With possible race clubs mergers still on the agenda in Sydney and Brisbane, Victoria’s Racing Minister Rob Hulls has upped the ante considerably by publicly calling on the Victoria Racing Club and the Moonee Valley Racing Club to merge.

The Victoria Racing Club is Australia’s largest, and most successful, race club. It stages the Melbourne Cup Carnival at its Flemington track, which is currently closed for nine months while the track surface is completely replaced. The Moonee Valley Racing Club also has one track, and stages the W S Cox Plate, the premier weight-for-age event in Australia.

Saturday’s Australian Cup meeting, one of the premier race days of the year and a meeting normally held at Flemington, was run at Caulfield, a track owned by the Melbourne Racing Club.

But the timing of the Hulls interview has much more to do with the wide ranging racing industry review to begin next month, and to be supervised by Racing Victoria, the industry control body set up by Hulls in his first stint as Racing Minister five years ago.

While Hulls did not say it late last week, it is clear that unless the clubs seriously consider a merger, he might use the review to force its consideration.

Even though the Melbourne Cup Carnival achieved record attendances last year, average Saturday prize money offered by the three Melbourne clubs has slipped behind what is offered by the Australian Jockey Club and the Sydney Turf Club.
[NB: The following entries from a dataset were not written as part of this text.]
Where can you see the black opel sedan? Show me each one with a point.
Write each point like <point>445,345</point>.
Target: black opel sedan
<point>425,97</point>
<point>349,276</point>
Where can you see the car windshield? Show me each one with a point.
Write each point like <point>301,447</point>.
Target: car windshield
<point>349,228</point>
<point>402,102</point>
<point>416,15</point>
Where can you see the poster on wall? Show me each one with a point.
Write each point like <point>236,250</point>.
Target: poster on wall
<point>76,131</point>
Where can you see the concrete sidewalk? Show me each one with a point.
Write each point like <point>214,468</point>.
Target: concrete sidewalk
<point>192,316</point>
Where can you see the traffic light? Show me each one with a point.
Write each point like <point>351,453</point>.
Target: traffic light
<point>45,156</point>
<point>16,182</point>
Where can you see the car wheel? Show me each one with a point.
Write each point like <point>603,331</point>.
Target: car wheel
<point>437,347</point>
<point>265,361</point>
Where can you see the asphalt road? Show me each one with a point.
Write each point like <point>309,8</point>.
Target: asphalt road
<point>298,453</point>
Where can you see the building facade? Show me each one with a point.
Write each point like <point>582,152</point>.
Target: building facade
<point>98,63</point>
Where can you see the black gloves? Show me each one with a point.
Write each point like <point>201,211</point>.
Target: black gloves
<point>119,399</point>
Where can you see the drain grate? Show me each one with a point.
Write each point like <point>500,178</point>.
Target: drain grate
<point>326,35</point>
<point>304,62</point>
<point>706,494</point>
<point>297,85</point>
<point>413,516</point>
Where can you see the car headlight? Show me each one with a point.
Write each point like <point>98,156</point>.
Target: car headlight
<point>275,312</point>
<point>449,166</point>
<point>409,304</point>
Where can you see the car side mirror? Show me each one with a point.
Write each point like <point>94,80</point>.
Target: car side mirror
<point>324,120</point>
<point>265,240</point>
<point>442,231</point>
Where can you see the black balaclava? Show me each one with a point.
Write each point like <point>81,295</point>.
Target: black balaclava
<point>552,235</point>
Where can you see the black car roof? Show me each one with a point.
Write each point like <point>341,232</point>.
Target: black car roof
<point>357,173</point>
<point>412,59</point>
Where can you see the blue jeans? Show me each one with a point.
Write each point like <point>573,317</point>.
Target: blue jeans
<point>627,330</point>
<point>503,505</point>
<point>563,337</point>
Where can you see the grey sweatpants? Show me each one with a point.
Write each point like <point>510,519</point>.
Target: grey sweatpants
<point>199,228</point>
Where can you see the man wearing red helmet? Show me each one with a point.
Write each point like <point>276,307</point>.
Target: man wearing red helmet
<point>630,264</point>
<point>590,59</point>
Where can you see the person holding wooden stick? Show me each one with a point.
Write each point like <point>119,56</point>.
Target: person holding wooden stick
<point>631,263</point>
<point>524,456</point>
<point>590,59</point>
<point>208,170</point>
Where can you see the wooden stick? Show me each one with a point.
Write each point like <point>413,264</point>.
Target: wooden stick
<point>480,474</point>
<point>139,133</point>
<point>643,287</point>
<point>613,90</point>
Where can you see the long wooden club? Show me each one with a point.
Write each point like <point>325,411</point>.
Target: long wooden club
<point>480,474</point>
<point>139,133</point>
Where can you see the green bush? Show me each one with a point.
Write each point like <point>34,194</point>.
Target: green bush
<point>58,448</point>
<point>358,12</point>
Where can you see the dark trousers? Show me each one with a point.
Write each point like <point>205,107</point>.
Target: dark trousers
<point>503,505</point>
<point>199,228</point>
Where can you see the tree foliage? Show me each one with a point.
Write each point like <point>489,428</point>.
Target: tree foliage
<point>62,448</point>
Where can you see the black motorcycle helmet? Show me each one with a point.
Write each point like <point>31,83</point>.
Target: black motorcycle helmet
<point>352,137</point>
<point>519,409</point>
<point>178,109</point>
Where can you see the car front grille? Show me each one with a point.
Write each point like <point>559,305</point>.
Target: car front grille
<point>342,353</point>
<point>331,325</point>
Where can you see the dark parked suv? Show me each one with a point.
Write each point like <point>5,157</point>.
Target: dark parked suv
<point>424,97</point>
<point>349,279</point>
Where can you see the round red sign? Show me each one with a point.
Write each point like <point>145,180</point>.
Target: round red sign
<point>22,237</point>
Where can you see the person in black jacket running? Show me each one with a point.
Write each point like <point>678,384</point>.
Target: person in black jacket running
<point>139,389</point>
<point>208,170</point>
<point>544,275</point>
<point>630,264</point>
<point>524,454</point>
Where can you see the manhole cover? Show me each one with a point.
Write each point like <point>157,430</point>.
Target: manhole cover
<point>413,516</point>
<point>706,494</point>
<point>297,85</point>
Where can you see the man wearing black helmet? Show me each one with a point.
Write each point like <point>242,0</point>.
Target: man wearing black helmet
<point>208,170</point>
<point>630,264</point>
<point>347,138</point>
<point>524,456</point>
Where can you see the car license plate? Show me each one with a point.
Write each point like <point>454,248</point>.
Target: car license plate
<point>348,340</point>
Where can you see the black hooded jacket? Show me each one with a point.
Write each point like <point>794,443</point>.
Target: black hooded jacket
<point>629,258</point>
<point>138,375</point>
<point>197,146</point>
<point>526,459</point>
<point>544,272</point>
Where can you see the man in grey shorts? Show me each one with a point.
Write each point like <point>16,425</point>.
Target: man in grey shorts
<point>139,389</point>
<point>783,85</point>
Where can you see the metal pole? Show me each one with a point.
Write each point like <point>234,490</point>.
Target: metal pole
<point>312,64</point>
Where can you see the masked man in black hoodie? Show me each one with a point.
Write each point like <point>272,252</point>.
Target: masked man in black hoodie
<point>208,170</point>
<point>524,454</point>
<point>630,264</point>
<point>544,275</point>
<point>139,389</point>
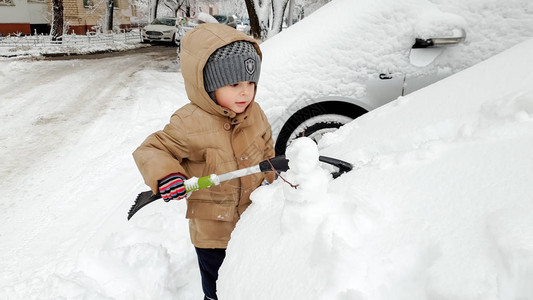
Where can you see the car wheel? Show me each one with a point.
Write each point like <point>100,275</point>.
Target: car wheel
<point>315,120</point>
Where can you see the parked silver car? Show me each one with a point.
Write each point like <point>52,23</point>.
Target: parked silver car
<point>316,78</point>
<point>160,30</point>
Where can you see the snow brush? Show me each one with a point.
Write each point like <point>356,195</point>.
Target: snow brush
<point>276,164</point>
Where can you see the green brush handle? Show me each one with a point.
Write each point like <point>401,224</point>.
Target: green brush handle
<point>194,184</point>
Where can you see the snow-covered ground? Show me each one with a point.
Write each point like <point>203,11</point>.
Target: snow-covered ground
<point>438,206</point>
<point>40,45</point>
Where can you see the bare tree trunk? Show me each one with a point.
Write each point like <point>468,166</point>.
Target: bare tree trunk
<point>110,10</point>
<point>278,12</point>
<point>57,20</point>
<point>155,10</point>
<point>255,29</point>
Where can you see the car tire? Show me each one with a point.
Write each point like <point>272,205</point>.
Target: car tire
<point>315,120</point>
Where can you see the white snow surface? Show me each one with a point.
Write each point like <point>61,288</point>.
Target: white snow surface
<point>438,205</point>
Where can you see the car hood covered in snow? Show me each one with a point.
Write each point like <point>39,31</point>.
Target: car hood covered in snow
<point>438,205</point>
<point>334,51</point>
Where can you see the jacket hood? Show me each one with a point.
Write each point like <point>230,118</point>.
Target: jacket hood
<point>197,45</point>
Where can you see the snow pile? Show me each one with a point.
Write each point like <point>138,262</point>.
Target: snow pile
<point>36,46</point>
<point>438,206</point>
<point>335,50</point>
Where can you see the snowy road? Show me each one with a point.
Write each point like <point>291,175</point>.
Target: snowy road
<point>73,122</point>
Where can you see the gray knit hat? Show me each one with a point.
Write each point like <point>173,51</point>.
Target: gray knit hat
<point>230,64</point>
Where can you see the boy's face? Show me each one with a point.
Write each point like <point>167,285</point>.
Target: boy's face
<point>236,96</point>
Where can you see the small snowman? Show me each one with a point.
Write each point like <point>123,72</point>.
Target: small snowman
<point>311,183</point>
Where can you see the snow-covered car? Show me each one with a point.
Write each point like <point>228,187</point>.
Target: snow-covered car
<point>161,30</point>
<point>244,26</point>
<point>316,78</point>
<point>226,20</point>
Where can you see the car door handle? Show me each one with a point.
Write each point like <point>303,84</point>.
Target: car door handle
<point>385,76</point>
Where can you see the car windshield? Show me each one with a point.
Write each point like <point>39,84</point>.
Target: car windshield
<point>168,22</point>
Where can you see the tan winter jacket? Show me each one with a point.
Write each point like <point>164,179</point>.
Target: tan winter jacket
<point>204,138</point>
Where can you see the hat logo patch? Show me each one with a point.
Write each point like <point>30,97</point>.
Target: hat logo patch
<point>249,66</point>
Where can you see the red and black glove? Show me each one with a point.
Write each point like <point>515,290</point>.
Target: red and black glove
<point>172,187</point>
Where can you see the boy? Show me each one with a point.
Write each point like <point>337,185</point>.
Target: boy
<point>222,129</point>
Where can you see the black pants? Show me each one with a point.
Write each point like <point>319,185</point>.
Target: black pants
<point>210,261</point>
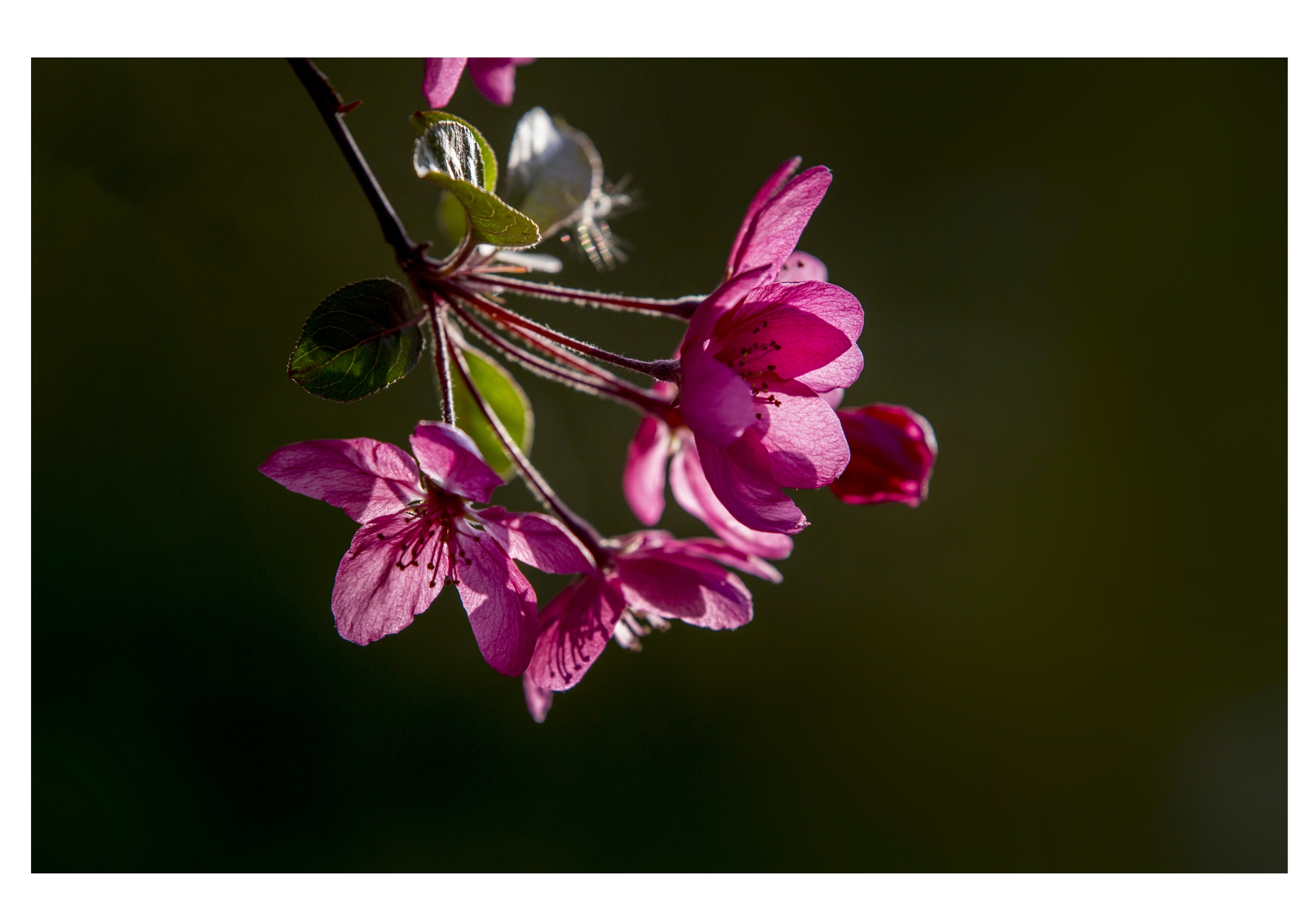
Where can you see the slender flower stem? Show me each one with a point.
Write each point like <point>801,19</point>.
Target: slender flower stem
<point>534,478</point>
<point>447,407</point>
<point>594,381</point>
<point>678,309</point>
<point>660,370</point>
<point>540,367</point>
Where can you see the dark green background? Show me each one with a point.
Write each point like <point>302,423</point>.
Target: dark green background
<point>1072,657</point>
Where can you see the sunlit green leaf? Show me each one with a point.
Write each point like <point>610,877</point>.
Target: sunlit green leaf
<point>358,340</point>
<point>508,402</point>
<point>449,154</point>
<point>450,217</point>
<point>423,120</point>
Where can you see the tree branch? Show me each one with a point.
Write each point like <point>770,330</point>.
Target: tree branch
<point>332,108</point>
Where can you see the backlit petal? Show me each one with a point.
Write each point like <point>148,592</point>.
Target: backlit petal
<point>777,228</point>
<point>772,187</point>
<point>499,603</point>
<point>714,401</point>
<point>836,375</point>
<point>694,494</point>
<point>372,595</point>
<point>441,78</point>
<point>450,458</point>
<point>801,266</point>
<point>536,540</point>
<point>537,699</point>
<point>741,478</point>
<point>574,630</point>
<point>803,437</point>
<point>364,477</point>
<point>675,585</point>
<point>495,78</point>
<point>646,470</point>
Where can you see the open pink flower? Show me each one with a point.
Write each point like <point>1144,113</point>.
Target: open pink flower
<point>757,356</point>
<point>893,450</point>
<point>419,533</point>
<point>495,78</point>
<point>649,576</point>
<point>645,481</point>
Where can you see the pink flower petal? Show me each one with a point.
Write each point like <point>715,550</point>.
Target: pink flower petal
<point>801,266</point>
<point>893,452</point>
<point>830,303</point>
<point>673,583</point>
<point>715,402</point>
<point>499,603</point>
<point>537,699</point>
<point>835,377</point>
<point>707,548</point>
<point>574,630</point>
<point>718,303</point>
<point>832,397</point>
<point>536,540</point>
<point>364,477</point>
<point>450,458</point>
<point>741,478</point>
<point>372,596</point>
<point>772,187</point>
<point>646,470</point>
<point>777,228</point>
<point>778,329</point>
<point>803,437</point>
<point>441,78</point>
<point>694,494</point>
<point>495,78</point>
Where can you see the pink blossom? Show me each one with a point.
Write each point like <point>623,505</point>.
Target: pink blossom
<point>757,356</point>
<point>420,532</point>
<point>893,450</point>
<point>645,478</point>
<point>495,78</point>
<point>648,576</point>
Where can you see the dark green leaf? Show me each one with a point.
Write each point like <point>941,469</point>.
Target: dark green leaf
<point>552,170</point>
<point>358,340</point>
<point>448,153</point>
<point>508,402</point>
<point>423,120</point>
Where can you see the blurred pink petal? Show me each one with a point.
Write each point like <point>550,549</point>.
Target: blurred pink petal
<point>441,78</point>
<point>646,464</point>
<point>801,266</point>
<point>495,78</point>
<point>761,198</point>
<point>364,477</point>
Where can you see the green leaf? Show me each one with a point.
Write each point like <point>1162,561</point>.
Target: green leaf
<point>448,153</point>
<point>508,402</point>
<point>450,217</point>
<point>423,120</point>
<point>358,340</point>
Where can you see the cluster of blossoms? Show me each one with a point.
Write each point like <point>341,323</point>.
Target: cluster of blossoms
<point>748,407</point>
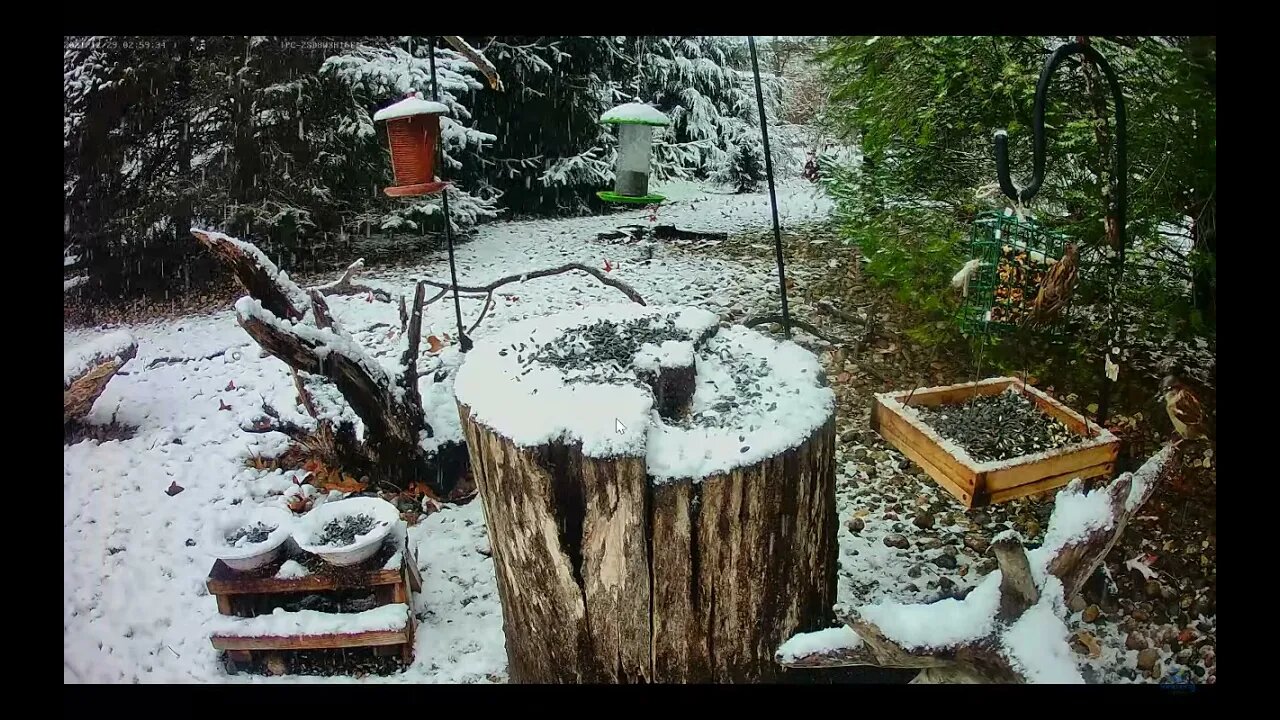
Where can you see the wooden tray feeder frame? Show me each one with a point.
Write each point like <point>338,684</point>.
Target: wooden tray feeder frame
<point>982,483</point>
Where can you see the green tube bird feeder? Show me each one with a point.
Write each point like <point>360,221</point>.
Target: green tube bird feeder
<point>635,123</point>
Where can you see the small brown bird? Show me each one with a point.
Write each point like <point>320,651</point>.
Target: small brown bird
<point>1184,409</point>
<point>1055,291</point>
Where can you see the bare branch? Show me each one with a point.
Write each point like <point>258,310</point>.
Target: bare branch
<point>488,288</point>
<point>343,285</point>
<point>483,63</point>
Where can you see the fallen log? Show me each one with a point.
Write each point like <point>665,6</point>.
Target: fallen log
<point>296,327</point>
<point>1009,628</point>
<point>88,368</point>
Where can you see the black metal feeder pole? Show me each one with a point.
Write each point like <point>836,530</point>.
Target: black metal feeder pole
<point>1121,172</point>
<point>464,341</point>
<point>773,196</point>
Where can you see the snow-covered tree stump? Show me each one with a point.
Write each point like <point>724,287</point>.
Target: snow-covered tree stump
<point>1010,627</point>
<point>659,493</point>
<point>87,369</point>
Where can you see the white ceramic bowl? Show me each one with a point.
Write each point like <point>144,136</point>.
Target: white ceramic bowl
<point>250,555</point>
<point>307,531</point>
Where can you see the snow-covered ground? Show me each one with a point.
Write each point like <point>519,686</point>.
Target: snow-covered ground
<point>135,605</point>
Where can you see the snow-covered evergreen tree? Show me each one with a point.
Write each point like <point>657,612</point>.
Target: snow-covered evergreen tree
<point>705,86</point>
<point>552,153</point>
<point>745,167</point>
<point>376,74</point>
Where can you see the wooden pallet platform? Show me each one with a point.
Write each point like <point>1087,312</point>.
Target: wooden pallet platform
<point>982,483</point>
<point>247,595</point>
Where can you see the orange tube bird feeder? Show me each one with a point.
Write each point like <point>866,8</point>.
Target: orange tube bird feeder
<point>412,133</point>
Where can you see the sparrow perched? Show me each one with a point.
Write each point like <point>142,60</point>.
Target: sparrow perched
<point>1055,291</point>
<point>1184,409</point>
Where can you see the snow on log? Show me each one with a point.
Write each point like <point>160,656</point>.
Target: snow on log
<point>296,327</point>
<point>343,285</point>
<point>659,493</point>
<point>87,369</point>
<point>1010,627</point>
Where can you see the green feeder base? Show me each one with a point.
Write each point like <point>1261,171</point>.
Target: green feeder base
<point>609,196</point>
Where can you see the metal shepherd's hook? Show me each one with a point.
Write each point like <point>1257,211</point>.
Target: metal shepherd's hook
<point>1121,172</point>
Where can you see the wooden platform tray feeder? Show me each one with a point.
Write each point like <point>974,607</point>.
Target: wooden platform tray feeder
<point>981,483</point>
<point>248,596</point>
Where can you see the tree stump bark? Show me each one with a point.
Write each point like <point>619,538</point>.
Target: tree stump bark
<point>613,566</point>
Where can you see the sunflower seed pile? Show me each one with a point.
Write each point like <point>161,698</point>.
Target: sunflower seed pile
<point>745,374</point>
<point>999,427</point>
<point>251,534</point>
<point>342,532</point>
<point>602,351</point>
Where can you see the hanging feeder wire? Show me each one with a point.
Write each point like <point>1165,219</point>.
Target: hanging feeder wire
<point>464,341</point>
<point>1111,354</point>
<point>773,195</point>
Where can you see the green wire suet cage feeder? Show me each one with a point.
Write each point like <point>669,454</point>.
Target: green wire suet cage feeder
<point>1013,255</point>
<point>635,123</point>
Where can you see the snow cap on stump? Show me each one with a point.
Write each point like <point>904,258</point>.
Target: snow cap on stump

Hulls wants the review to force the clubs to cut operating costs and to be more proactive in attracting women and younger racegoers. And he also wants to give Racing Victoria significantly more power, including effectively assuming overall financial control of the three metropolitan clubs, as well as “intellectual properties”.

He envisages the AFL model being adopted, under which the clubs have become event managers. That will doubtless cause some angst in racing, not to mention AFL, circles.

But just as Hulls forced through the initial reforms that gutted the VRC of its all powerful role, he is unlikely to tolerate resistance from the clubs when the Racing Victoria blueprint for the industry’s future is finalised.

The often talked about merger of the Australian Jockey Club and the Sydney Turf Club is effectively on “hold” until after the NSW state election, but the pressure for at least a sharing of resources, if not a full merger, will be on the agenda soon after, regardless of who wins.

While the merger of the Queensland Turf Club and the Brisbane Turf Club has stalled over the future of the BTC’s Doomben track, there is little doubt Racing Queensland will soon intervene – and effectively downgrade any club that won’t support a merger.